In the 21st century not just India but the entire world has been seeing a digital boom vis a vis the media. The fourth estate has been hungry to do something unique. As a consequence there has been a mushrooming of digital media houses in the country. Organizations today are now gradually turning towards a mobile first concept that tries to encash the already existing smartphone generation for monetary gains and grabbing maximum eyeballs.
With better networks, greater penetration and access to the internet and mobile devices attuned to multimedia services combined with an application development ecosystem there is a slow but sure push towards the digital age.
While data consumption has seen a steady rise, the speed of internet connection in the Indian context is rather low as compared to other countries. A recent research by Deloitte further corroborates the point adding that such hiccups often prove to be a major roadblock for the digital content industry.
In an age where not just the young but even the middle aged are adapting to smartphones, the media too is taking to what is popular as Mobile Journalism in short MOJO. As a result a population of 356 million youngsters between an age group of 10-24 year-olds have become the world’s largest population consuming content on the go.
The smartphone market has seen an unprecedented growth in the last 5 years.
Reportedly smartphones crossed 2 billion mark in 2014 and are expected to reach 4.6 billion by 2019.
Not so long back India was ranked at 30th position by World Economic Forum on a global manufacturing index – below China’s 5th place but above other BRICS countries.
Given that the manufacturing sector accounts for 16-20 per cent of India’s GDP, there is a dire need for India to raise capabilities of its young and rapidly growing labour force. In this perspective one of the key areas being looked into is improving digital skills as per latest data available.
With new digital players entering the scene in India in rapid progression, it is not surprising that the boom is already visible in the entertainment landscape that has taken shape with media digitalisation.

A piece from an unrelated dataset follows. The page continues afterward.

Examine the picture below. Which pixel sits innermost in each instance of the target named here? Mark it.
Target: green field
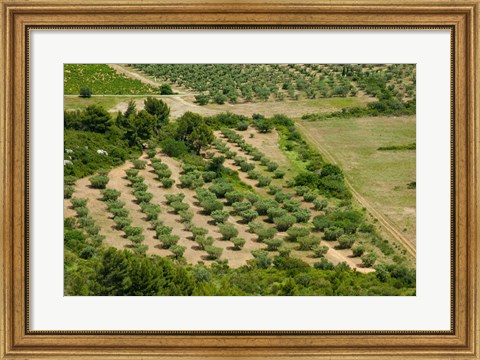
(101, 79)
(382, 177)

Amazon Prime, YouTube , Hotstar, Netflix have been able to emerge and bring in varied ways of designing, distributing and consuming content.
Over the years there has also been a gradual shift from professionally generated content to user-generated content.
With advertising being one of the key drivers in the mediaspace, Google and Facebook are already occupying about two-thirds of that global digital advertising market.
A fresh study shows Twitter reached 50 million all over the world in a span of three years; Weibo, a Chinese version of Twitter, did the same in a remarkable 14 months. Mark Zuckerberg’s Facebook’s first four years in India netted 50 million users.
International research further drives home the point that marketers are slowly but surely shifting gear vis a vis advertising spends towards digital media.
Mediawatchers and industry captains are largely of the view that the next revolution is in the digital landscape in contrast to TV, print and radio. As per a Kings College study total advertising spend on digital media is expected to reach 36% by 2020.
Over-the-top service providers primarily like YouTube and digital content providers like Spotify that are based on subscription have acted as a catalyst in audio/video data streaming growth.
With a talent pool of 300,000 app developers in India it has already won the distinction of being the second largest Android developer community globally after US. Half of the app users in India are between the age group of 18 and 24. 29% are between 25 and 35. 45% of these users reside in the top 4 metros.
Fresh data shows spending per month by users on digital media are expected to grow by 2.5 times by 2020.
In a generation of consumers where serials are now being overtaken by original series on varied platforms like Netflix and Amazon, the competition on OTT is tuned to exploit them as a weapon.
There is a buzz that pay TV providers like Comcast; Disney’s own version of Netflix and Apple all are trying to up their digital game.
Among the others inching to eat the digital pie are Comics-driven motion book company, Madefire; mobile-first horror company Crypt TV; and mobile text storytelling company Yarn.